FIG. 3c shows a High Resolution Transmission Electron Microscope (HRTEM) of monodisperse spherical iron oxide (magnetite) nanoparticles with a diameter of 12nm, indicating that the resulting nanoparticles are highly crystallized.
FIG. 4 shows XAS (left) and XMCD (right) spectra of iron oxide 12nm in diameter, and two reference phase materials γ -Fe for comparison2O3And Fe3O4XAS and XMCD spectra of (a); it is almost identical to the spinel lattice structure of the reference material in terms of lattice constant, with a difference of about 1%. Results from XAS and XMCD data for (gamma-Fe)2O3)1-x(Fe3O4)xQuantitative calculations were made for the composition of the iron oxide nanoparticles in the form in which the diameter of the nanoparticles was 12nm when x is 0.68.

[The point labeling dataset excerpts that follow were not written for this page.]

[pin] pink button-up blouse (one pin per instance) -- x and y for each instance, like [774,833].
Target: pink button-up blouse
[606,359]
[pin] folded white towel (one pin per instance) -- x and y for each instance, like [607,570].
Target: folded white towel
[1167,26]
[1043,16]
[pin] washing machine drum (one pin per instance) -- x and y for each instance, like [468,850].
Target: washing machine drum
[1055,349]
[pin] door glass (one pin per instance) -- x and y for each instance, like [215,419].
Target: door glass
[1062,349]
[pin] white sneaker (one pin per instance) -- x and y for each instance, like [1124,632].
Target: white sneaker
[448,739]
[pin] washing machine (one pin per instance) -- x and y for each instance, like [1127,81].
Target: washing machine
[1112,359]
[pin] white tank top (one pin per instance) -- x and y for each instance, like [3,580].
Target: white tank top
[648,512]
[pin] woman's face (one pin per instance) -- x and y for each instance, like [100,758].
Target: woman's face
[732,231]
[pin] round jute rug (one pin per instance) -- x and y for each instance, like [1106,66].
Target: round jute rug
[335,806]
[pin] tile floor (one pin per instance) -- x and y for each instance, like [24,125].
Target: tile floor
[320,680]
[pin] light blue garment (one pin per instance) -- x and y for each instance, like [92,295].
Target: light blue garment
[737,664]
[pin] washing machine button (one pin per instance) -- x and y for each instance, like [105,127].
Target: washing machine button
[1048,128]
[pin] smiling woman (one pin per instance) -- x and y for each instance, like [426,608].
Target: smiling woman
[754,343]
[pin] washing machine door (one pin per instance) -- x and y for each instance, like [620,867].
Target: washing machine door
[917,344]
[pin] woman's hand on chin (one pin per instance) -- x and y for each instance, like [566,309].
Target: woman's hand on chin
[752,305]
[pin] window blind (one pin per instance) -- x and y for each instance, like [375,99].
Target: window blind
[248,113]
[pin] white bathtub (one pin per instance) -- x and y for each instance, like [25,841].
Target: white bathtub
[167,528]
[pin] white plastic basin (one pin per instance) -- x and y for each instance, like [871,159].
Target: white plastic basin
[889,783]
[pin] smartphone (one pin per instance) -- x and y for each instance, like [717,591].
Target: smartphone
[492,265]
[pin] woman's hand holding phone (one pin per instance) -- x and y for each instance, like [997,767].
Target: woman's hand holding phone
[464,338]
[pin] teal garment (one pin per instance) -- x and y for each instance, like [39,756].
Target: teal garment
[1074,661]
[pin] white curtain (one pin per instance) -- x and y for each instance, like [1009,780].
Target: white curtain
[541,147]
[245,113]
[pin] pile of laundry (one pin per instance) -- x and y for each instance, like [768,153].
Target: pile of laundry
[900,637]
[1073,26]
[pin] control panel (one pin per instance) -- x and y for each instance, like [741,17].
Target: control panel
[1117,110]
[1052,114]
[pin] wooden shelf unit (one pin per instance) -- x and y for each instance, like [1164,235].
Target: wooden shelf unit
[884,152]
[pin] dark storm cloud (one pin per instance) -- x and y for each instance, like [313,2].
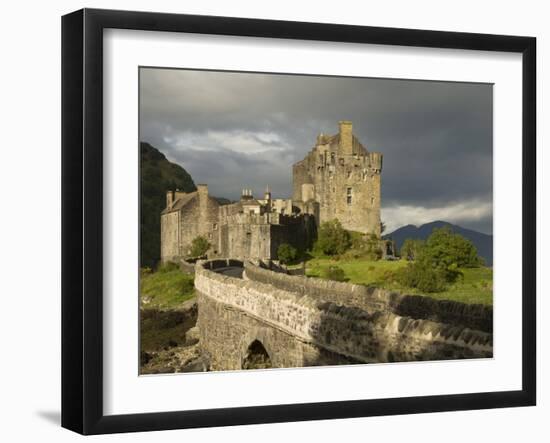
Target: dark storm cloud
[234,130]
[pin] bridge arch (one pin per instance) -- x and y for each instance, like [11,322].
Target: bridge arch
[256,357]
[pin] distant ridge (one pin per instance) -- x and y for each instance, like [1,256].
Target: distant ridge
[483,242]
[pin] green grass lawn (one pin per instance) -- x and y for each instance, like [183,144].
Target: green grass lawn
[476,285]
[166,289]
[163,322]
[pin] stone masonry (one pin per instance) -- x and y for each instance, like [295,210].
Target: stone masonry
[339,179]
[301,322]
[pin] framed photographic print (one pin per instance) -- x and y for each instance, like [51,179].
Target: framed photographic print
[269,221]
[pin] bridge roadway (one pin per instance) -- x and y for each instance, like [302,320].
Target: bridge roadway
[270,319]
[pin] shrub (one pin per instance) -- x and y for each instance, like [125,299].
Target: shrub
[287,253]
[422,276]
[199,247]
[332,238]
[334,273]
[167,267]
[445,249]
[411,248]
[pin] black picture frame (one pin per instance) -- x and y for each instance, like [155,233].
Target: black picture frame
[82,220]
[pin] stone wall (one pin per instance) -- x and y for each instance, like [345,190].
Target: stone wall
[344,178]
[299,328]
[473,316]
[187,266]
[258,236]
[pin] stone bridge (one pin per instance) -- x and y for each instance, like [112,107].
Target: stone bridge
[260,318]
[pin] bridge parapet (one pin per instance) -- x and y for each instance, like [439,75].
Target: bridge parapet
[474,316]
[299,328]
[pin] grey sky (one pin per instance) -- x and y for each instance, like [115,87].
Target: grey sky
[238,130]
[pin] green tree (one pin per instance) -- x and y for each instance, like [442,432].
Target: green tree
[287,253]
[334,273]
[438,261]
[446,250]
[367,246]
[411,248]
[199,247]
[332,238]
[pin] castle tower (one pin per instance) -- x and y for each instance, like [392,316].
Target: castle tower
[346,137]
[342,178]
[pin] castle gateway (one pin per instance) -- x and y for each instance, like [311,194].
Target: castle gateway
[338,179]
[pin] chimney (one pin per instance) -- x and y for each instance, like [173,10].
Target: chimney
[346,137]
[169,198]
[202,190]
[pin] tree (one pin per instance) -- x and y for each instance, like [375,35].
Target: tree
[438,261]
[334,273]
[411,248]
[367,246]
[199,247]
[286,253]
[332,238]
[446,249]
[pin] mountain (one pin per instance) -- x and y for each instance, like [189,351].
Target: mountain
[483,242]
[157,175]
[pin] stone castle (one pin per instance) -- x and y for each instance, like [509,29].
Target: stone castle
[338,179]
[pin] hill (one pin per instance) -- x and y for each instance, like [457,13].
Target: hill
[157,175]
[483,242]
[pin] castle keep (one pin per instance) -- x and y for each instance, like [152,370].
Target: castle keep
[338,179]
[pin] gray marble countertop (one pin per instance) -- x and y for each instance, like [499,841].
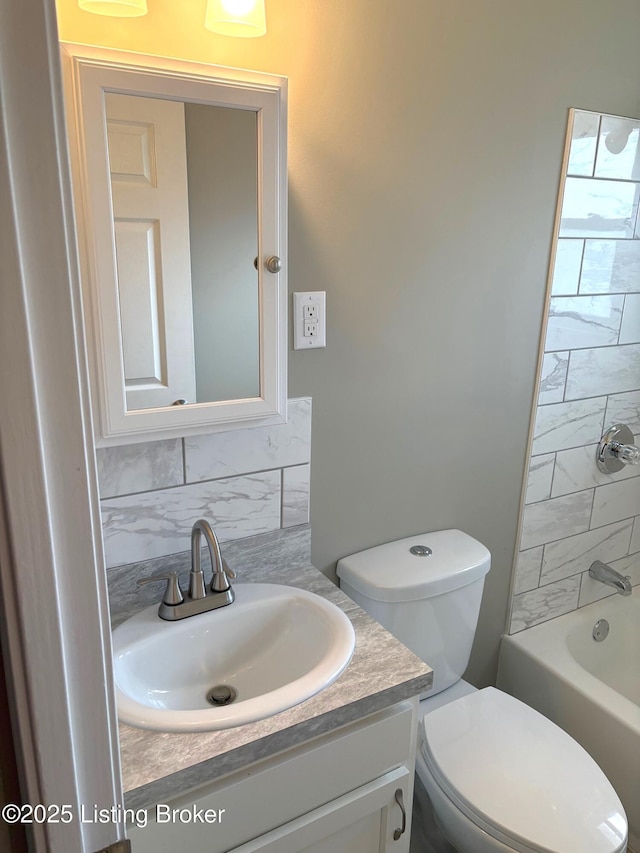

FIG. 5 shows the powder X-ray diffraction pattern (XRD) of spherical iron oxide nanoparticles of 12nm diameter synthesized according to example 2, in which magnetite (Fe) is obtained3O4) The XRD pattern of the nanoparticles indicates that the nanoparticles are highly crystallized.
Example 3: mass synthesis of monodisperse and spherical iron oxide nanoparticles- (B)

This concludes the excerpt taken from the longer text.